Le quotidien indique que 200 réservistes ont adressé vendredi une lettre au ministre de la Défense Yisrael Katz et au chef d’état-major Eyal Zamir, exprimant leur “profonde inquiétude face aux récents incidents de terrorisme juif”.
Les soldats avertissent que la violence contre les Palestiniens s’est intensifiée et décrivent ce qu’ils qualifient de schéma croissant d’inaction de la part des forces israéliennes.

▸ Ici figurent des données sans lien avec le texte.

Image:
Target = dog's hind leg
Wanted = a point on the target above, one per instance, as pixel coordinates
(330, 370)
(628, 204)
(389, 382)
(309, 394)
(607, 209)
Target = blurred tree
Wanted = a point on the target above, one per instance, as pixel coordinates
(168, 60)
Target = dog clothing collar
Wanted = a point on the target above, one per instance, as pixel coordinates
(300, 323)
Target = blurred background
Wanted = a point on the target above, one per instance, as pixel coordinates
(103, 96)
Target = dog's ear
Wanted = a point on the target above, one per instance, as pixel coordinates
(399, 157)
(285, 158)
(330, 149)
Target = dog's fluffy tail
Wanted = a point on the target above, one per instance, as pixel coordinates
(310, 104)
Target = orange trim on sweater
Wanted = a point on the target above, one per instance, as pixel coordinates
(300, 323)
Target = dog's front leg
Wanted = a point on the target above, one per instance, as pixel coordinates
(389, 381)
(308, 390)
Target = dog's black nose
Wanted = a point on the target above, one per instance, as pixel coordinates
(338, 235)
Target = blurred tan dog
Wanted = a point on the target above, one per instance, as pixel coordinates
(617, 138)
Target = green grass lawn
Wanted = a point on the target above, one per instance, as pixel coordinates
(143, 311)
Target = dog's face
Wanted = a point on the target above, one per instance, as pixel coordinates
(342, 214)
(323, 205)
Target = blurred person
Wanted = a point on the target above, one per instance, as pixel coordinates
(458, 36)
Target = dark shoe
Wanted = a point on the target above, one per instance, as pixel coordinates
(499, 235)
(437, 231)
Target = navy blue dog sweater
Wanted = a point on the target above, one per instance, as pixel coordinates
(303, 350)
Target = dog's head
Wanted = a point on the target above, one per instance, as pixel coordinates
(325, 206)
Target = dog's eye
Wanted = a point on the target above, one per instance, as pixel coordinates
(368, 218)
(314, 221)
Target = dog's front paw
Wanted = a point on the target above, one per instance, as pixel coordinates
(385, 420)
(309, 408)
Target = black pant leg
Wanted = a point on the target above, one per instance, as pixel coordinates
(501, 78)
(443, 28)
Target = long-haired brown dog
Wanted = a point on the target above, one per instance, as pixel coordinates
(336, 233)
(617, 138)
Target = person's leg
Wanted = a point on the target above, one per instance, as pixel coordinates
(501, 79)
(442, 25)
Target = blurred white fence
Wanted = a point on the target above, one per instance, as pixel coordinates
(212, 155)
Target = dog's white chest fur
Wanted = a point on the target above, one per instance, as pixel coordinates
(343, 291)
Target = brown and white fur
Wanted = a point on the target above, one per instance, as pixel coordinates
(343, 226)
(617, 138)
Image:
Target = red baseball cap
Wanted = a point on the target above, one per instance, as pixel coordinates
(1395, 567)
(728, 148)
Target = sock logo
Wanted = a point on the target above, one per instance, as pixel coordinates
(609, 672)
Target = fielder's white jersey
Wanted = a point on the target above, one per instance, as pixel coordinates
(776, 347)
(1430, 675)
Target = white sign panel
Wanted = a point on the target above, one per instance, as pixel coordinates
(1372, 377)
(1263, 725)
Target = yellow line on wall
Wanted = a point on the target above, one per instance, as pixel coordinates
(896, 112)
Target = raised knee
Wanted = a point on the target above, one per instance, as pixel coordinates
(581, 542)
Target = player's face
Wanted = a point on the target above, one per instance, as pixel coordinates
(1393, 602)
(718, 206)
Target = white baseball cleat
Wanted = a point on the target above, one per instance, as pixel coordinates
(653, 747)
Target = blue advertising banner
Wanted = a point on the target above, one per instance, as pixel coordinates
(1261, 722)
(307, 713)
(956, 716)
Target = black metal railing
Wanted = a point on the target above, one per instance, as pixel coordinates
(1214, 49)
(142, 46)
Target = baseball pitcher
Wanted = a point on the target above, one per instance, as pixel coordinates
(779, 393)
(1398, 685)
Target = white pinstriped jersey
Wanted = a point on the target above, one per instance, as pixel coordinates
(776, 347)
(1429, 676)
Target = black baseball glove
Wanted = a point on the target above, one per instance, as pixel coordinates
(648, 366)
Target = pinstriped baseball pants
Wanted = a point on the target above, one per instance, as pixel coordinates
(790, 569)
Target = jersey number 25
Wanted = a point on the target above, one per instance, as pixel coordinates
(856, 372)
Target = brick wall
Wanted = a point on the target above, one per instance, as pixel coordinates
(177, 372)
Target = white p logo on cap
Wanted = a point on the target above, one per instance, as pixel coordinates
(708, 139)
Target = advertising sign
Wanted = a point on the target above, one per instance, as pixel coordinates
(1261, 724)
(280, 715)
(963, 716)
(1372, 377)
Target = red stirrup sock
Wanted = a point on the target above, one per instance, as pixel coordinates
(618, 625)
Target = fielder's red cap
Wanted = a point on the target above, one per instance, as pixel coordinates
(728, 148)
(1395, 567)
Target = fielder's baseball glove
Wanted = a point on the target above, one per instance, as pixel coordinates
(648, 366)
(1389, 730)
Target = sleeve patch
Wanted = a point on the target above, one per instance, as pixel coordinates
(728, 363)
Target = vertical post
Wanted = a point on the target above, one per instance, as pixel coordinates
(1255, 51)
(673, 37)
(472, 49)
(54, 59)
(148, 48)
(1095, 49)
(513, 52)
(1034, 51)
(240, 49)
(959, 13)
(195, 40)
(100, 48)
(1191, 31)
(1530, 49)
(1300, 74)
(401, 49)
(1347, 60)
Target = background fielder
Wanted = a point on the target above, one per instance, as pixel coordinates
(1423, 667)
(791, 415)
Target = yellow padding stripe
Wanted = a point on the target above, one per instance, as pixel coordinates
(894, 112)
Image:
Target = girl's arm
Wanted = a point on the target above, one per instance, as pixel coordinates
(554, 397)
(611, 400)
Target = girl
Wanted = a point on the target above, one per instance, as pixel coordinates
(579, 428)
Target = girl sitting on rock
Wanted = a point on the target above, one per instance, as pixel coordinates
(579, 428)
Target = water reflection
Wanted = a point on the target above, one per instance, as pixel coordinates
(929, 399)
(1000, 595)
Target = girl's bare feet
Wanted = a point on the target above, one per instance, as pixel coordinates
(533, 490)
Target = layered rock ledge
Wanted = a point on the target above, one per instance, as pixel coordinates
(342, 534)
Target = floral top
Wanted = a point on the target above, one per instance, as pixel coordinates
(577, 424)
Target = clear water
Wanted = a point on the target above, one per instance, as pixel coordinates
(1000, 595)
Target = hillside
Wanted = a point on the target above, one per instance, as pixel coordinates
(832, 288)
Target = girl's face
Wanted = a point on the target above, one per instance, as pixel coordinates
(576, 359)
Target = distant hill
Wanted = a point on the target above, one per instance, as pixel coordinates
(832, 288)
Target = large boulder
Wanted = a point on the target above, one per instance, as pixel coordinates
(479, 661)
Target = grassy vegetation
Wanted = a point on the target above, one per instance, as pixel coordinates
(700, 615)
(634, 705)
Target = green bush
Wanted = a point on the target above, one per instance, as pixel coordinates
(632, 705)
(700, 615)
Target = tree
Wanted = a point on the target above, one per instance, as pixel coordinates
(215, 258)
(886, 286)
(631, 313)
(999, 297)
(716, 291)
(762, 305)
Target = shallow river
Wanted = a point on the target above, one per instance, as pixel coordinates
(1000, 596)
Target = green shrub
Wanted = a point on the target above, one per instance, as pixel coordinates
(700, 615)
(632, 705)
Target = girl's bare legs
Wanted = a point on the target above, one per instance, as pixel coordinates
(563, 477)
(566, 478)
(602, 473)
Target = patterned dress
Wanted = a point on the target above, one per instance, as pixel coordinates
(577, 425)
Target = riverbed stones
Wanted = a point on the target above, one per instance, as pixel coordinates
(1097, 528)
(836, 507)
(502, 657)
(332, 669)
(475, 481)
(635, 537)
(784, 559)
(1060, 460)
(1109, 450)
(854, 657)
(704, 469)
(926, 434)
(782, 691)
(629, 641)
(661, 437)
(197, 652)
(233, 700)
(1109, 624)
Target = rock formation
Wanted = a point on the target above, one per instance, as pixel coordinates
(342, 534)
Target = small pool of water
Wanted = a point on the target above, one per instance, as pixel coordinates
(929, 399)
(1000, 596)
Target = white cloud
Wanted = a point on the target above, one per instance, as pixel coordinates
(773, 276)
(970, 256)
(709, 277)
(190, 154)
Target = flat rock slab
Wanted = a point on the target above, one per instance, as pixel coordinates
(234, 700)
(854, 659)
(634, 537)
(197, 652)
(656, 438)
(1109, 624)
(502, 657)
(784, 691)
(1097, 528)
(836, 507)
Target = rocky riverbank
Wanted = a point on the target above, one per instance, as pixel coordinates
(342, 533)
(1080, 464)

Avertissements ignorés, interventions tardives
Un signataire explique que les attaques contre des habitations et des biens palestiniens étaient souvent connues à l’avance, mais que les troupes n’intervenaient pas à temps, arrivant seulement après la fin des incidents.
Il ajoute que, dans certains cas, les forces discutaient avec les colons responsables d’incendies criminels et d’agressions, leur demandaient de partir, puis arrêtaient à la place des Palestiniens présents sur les lieux.
Le même soldat affirme que des munitions réelles ont été utilisées contre des Palestiniens pourtant eux-mêmes victimes d’attaques.
Soupçons d’un changement plus large des pratiques
Un autre réserviste indique que des pratiques observées pendant la guerre à Gaza — notamment une “agressivité excessive, des violences, ainsi que la destruction et le pillage de biens palestiniens” — se sont étendues aux opérations en Cisjordanie occupée.
Les soldats affirment également que leur mission principale est devenue la protection des colonies, tandis que les plaintes palestiniennes sont souvent ignorées et que les colons font rarement l’objet de mesures coercitives.
Le rapport souligne que ces attaques se sont étendues au-delà des zones B et C, atteignant certaines parties de la zone A, ce qui témoigne d’un élargissement du champ de la violence.
La violence en Cisjordanie occupée s’est intensifiée ces dernières semaines, des responsables palestiniens signalant plusieurs morts causées par des tirs de colons israéliens illégaux depuis fin février.
Environ 750 000 colons israéliens vivent en Cisjordanie occupée et à Jérusalem-Est occupée, où des organisations de défense des droits humains estiment que les attaques répétées contre les Palestiniens contribuent à des déplacements de population.
Depuis octobre 2023, la Cisjordanie occupée connaît une forte hausse des violences, incluant des morts, des arrestations, des démolitions et l’expansion des colonies, sur fond d’inquiétudes internationales croissantes quant à une possible annexion du territoire.